B2B Marketers: New to Video Marketing?
If you frequent this blog, you may have noticed an increased emphasis on visual content over the past few months. While written content will always have an integral role in a business’ marketing activities, there is no denying that visual content has gained significant traction over the past few years. Image-heavy sites such as Instagram and Pinterest have become go-to’s for millions of individuals.
While most B2C’s products and services lend themselves to visual content, this transition has been slightly more difficult on their B2B counterparts. Many B2Bs have products, services, and value propositions that simply don’t translate into a single image as easily as a B2C’s offering.
However, the playing field is more leveled when it comes to video marketing. Like photos, videos are more easily consumable when compared to text heavy marketing materials. In addition, video provides B2B marketers with a more efficient platform on which to inform the viewer what it is the company actually does. If you are a B2B marketer who is new to producing video content, here are a few suggestions for how to get the most out of your new endeavor.
Show, don’t tell: The luxury of being able to show, rather than tell, is a key advantage of video that is often overlooked. Too often, a company’s video offering will simply be the “elevator pitch” read aloud by an employee. Rather than taking this more “salesy” approach, tell the story of what your business does through the perspective of those you help. By shifting the focus to the consumer, you are increasing the odds your message resonates, gets shared, and gains you leads.
Don’t forget about SEO: You may be surprised to learn that, “YouTube is the 2nd largest search engine next to Google.” ReelSEO also notes that Google owns YouTube. This alone should probably motivate your business to have a presence on the site. To get the most out of your page-rank boost, embed your video with subtitles. Subtitles not only benefit the hearing-impaired, but will also allow the dialogue within your video to become searchable.
Remember, you aren’t Spielberg: If you have the budget and technical skills, a professional-looking video obviously won’t hurt. However, you should not get hung up on your video lacking flashy graphics or seamless cut scenes. If you tell a relevant, engaging story, your audience will not be focusing on production values. On a related note, as The Garfield Group notes, your video “should probably end sooner than you think it needs to.” You’re telling the story of your company, but you should not be telling the whole story. Keep your topic focused to make sure viewers stay engaged without X’ing out halfway through.
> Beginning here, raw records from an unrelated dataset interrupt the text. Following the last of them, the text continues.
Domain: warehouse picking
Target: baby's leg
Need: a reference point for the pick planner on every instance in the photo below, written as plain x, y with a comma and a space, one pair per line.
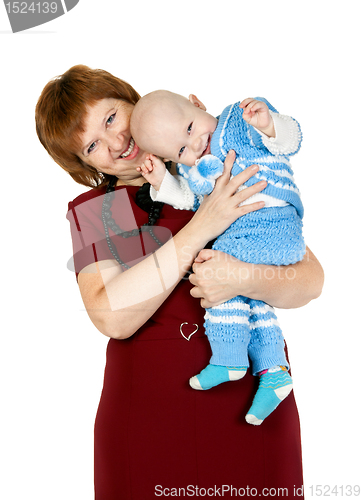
227, 328
266, 350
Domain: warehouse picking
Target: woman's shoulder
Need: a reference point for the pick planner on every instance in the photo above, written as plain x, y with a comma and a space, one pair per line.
96, 192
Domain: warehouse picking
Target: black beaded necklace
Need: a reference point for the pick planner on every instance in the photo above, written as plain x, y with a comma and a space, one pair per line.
144, 201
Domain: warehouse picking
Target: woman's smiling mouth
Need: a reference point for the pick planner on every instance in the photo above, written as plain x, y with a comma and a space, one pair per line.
131, 152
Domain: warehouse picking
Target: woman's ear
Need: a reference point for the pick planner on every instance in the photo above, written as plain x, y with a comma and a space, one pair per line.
196, 102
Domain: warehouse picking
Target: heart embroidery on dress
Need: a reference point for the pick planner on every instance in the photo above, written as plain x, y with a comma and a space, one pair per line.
191, 334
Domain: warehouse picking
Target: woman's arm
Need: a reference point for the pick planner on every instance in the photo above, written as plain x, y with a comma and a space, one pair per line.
118, 303
218, 277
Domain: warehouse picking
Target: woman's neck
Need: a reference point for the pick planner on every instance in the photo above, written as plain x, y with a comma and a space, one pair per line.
138, 181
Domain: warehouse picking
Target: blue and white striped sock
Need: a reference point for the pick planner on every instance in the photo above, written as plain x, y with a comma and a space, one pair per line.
214, 375
274, 386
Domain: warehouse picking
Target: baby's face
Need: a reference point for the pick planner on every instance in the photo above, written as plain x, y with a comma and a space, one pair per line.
182, 132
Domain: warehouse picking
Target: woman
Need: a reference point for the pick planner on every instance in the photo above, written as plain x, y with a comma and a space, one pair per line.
154, 435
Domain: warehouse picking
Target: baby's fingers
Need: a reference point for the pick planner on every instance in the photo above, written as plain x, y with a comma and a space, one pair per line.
245, 102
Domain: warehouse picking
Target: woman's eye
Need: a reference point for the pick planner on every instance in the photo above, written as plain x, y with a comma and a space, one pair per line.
111, 119
91, 147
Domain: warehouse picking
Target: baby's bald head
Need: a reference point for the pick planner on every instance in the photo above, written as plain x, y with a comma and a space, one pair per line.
153, 117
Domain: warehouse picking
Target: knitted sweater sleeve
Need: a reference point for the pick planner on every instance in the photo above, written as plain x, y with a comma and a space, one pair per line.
288, 135
175, 191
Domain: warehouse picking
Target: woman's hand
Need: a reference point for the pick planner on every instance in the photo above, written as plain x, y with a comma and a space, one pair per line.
219, 277
221, 208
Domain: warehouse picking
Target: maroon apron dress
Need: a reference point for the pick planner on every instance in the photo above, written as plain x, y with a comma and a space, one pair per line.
155, 436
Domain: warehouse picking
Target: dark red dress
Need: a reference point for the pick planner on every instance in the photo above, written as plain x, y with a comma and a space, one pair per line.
155, 436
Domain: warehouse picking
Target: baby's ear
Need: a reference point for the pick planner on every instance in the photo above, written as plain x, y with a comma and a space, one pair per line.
196, 102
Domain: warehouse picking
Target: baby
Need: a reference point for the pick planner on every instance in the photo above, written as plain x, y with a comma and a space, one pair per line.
179, 129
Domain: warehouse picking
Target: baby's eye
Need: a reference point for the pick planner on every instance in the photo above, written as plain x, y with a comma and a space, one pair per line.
111, 119
91, 147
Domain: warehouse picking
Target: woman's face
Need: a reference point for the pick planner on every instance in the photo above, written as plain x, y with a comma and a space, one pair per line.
107, 144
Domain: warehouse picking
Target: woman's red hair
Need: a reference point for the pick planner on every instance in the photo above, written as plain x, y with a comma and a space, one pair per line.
60, 113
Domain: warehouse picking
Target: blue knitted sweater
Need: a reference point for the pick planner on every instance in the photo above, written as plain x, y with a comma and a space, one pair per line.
233, 132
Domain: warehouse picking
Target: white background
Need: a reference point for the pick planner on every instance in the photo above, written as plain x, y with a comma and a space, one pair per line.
305, 58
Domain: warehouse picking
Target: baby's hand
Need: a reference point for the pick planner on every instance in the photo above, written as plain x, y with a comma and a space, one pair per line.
153, 170
256, 113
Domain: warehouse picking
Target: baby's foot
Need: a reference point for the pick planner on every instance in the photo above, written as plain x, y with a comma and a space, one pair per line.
273, 388
214, 375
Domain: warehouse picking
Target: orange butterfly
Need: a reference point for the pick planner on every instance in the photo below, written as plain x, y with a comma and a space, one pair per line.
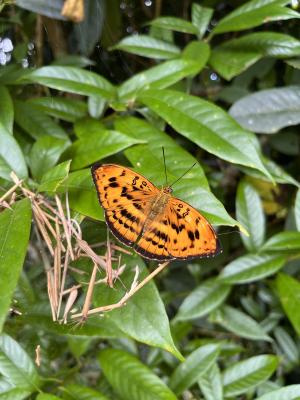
157, 225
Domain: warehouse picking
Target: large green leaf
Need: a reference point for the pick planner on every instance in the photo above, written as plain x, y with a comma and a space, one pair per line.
251, 268
255, 13
131, 379
291, 392
97, 146
206, 125
287, 242
234, 56
289, 294
267, 111
35, 122
144, 317
174, 24
249, 212
202, 300
147, 46
201, 17
211, 384
60, 107
166, 74
195, 366
247, 374
11, 156
6, 109
74, 80
45, 153
15, 224
239, 323
16, 366
149, 161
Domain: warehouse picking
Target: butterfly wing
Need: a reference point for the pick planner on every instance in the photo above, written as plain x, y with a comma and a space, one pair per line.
181, 232
126, 198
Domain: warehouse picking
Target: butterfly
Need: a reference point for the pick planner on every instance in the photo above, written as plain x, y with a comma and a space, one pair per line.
155, 224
Have relatable on-screen talent: While you are not setting out to make the next Lincoln or Argo, you still want to be thoughtful in selecting who represents your company in your video content. Another key takeaway from the Garfield Group article: “Creating interesting and engaging video content isn’t about featuring the smartest person in the company, it is about tone and manner.” It is much better to feature an everyday employee, with charisma and a dynamic voice, than to highlight your MIT-educated CTO whose voice puts people to sleep.
If you have experience in B2B video marketing, what other tips would you offer a first-timer? Have you had success with a particular style of storytelling? Any particularly memorable B2B videos you’ve come across are greatly appreciated!